Optimising Delivery Channel Coverage is now a Critical Component of Bricks and Mortar Network Planning

The complexities in optimising a QSR / fast casual food industry network plan have increased many fold with the huge growth in delivery post Covid.

Pre-Covid, delivery was a minor part of the sales mix and therefore network planning decisions were made around the dine in and take away sales that would come through the door. This meant that networks evolved around the natural trade areas bricks and mortar customers were originating from.

Post-Covid, delivery has increased to represent as much as 20-50% of sales, and now, optimising a delivery footprint is as critical a consideration as optimising a traditional bricks and mortar network for non-delivery customers.

Complicating the issue of planning a delivery network is the fact that different delivery aggregators use different delivery area rules, and all too often, aggregators are less than forthcoming with information about how they set up these delivery areas. Some aggregators use delivery radii that vary around population density, others use travel time limits (resulting in areas that elongate around main roads), while others appear more ‘freeform’ in their delivery area architecture.
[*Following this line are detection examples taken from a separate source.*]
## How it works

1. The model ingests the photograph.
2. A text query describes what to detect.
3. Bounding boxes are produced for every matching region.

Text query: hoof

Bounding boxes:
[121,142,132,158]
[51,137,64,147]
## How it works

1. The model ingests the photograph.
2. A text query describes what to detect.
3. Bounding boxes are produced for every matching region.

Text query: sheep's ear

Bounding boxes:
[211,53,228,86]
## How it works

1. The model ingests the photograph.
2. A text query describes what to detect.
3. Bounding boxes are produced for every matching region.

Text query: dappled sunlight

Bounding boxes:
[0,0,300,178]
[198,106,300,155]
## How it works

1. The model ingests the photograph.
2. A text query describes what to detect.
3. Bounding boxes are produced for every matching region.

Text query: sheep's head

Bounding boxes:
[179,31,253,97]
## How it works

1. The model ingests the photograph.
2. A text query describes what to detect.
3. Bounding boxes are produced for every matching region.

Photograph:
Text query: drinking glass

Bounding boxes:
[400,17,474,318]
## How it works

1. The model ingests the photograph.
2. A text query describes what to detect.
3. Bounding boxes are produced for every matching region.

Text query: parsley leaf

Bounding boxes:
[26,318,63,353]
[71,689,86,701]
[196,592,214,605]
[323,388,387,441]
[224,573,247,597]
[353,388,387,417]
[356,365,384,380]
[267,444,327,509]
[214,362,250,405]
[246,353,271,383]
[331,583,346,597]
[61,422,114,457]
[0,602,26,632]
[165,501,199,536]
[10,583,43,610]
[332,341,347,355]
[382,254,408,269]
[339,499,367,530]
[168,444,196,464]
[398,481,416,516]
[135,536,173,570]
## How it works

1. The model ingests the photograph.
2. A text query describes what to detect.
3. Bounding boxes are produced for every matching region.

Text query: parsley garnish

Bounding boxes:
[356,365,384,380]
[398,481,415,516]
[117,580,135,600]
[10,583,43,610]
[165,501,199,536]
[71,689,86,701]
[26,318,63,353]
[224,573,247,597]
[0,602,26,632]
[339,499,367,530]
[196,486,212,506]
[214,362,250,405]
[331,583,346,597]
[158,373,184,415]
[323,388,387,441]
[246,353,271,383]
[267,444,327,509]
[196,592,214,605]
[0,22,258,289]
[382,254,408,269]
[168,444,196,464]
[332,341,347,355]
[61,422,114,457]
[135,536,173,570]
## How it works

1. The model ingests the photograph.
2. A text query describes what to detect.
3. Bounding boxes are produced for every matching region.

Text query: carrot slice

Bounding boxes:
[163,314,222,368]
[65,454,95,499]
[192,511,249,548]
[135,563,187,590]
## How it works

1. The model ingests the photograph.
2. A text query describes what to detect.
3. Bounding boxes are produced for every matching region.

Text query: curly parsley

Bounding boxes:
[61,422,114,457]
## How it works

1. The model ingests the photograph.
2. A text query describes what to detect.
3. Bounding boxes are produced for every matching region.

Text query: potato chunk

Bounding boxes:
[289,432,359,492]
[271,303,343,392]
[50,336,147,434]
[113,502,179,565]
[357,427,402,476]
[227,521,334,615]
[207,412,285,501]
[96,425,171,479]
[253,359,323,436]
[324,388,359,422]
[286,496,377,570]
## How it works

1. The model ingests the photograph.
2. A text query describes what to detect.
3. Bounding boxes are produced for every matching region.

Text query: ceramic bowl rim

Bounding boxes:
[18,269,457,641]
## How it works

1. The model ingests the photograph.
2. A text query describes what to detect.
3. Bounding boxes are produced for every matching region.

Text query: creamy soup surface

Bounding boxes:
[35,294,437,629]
This makes the planning and visualisation of delivery coverage difficult at best.  As a result, delivery is still being too often ignored when planning site locations, and when optimising networks.  This can result in a very ineffective delivery coverage. 

In order to get around this, Geotech has spent significant time trying to understand the likely rules different aggregators use when setting delivery boundaries around sites. This has allowed us to introduce into our sales forecasting models and site assessments, estimates of delivery sales and cannibalisation based around coverage.

Even understanding the differences in how delivery sales at a new store ramp up over time (as compared to the traditional restaurant channel sales ramp up) has been an important lesson learnt, and one Geotech can help clients better understand.

As delivery and traditional bricks and mortar channels often possess very different factors driving performance and cannibalisation impacts, this has been a welcome addition for the brands we analyse, bringing increased accuracy and usability to the models we maintain and networks we plan.